深度优先遍历DFS 与树的先序遍历比较类似。
假设初始状态是图中所有顶点均未被访问,则从某个顶点v出发,首先访问该顶点然后依次从它的各个未被访问的邻接点出发深度优先搜索遍历图,直至图中所有和v有路径相通的顶点都被访问到。若此时尚有其他顶点未被访问到,则另选一个未被访问的顶点作起始点,重复上述过程,直至图中所有顶点都被访问到为止。

/*深度优先遍历三种方式*/
let deepTraversal1 = (node, nodeList = []) => {
  if (node !== null) {
    nodeList.push(node)
    let children = node.children
    for (let i = 0; i < children.length; i++) {
      deepTraversal1(children[i], nodeList)
    }
  }
  return nodeList
}
let deepTraversal2 = (node) => {
    let nodes = []
    if (node !== null) {
      nodes.push(node)
      let children = node.children
      for (let i = 0; i < children.length; i++) {
        nodes = nodes.concat(deepTraversal2(children[i]))
      }
    }
    return nodes
  }
// 非递归
let deepTraversal3 = (node) => {
  let stack = []
  let nodes = []
  if (node) {
    // 推入当前处理的node
    stack.push(node)
    while (stack.length) {
      let item = stack.pop()
      let children = item.children
      nodes.push(item)
      // node = [] stack = [parent]
      // node = [parent] stack = [child3,child2,child1]
      // node = [parent, child1] stack = [child3,child2,child1-2,child1-1]
      // node = [parent, child1-1] stack = [child3,child2,child1-2]
      for (let i = children.length - 1; i >= 0; i--) {
        stack.push(children[i])
      }
    }
  }
  return nodes
}

广度优先遍历

广度优先遍历 BFS
从图中某顶点v出发,在访问了v之后依次访问v的各个未曾访问过的邻接点,然后分别从这些邻接点出发依次访问它们的邻接点,并使得“先被访问的顶点的邻接点先于后被访问的顶点的邻接点被访问,直至图中所有已被访问的顶点的邻接点都被访问到。 如果此时图中尚有顶点未被访问,则需要另选一个未曾被访问过的顶点作为新的起始点,重复上述过程,直至图中所有顶点都被访问到为止。

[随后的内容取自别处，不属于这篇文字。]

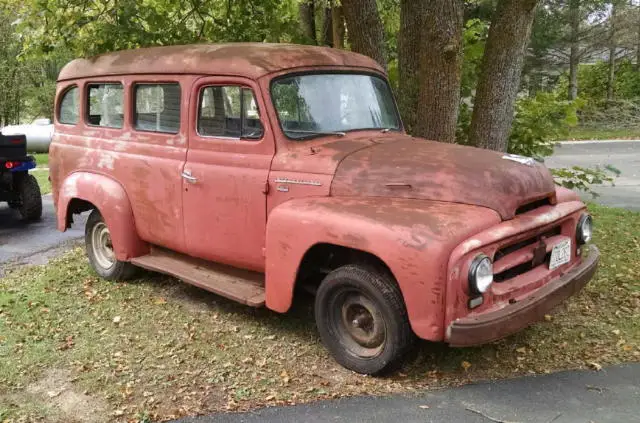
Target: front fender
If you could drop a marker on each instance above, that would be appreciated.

let widthTraversal2 = (node) => {
  let nodes = []
  let stack = []
  if (node) {
    stack.push(node)
    while (stack.length) {
      let item = stack.shift()
      let children = item.children
      nodes.push(item)
        // 队列,先进先出
        // nodes = [] stack = [parent]
        // nodes = [parent] stack = [child1,child2,child3]
        // nodes = [parent, child1] stack = [child2,child3,child1-1,child1-2]
        // nodes = [parent,child1,child2]
      for (let i = 0; i < children.length; i++) {
        stack.push(children[i])
      }
    }
  }
  return nodes
}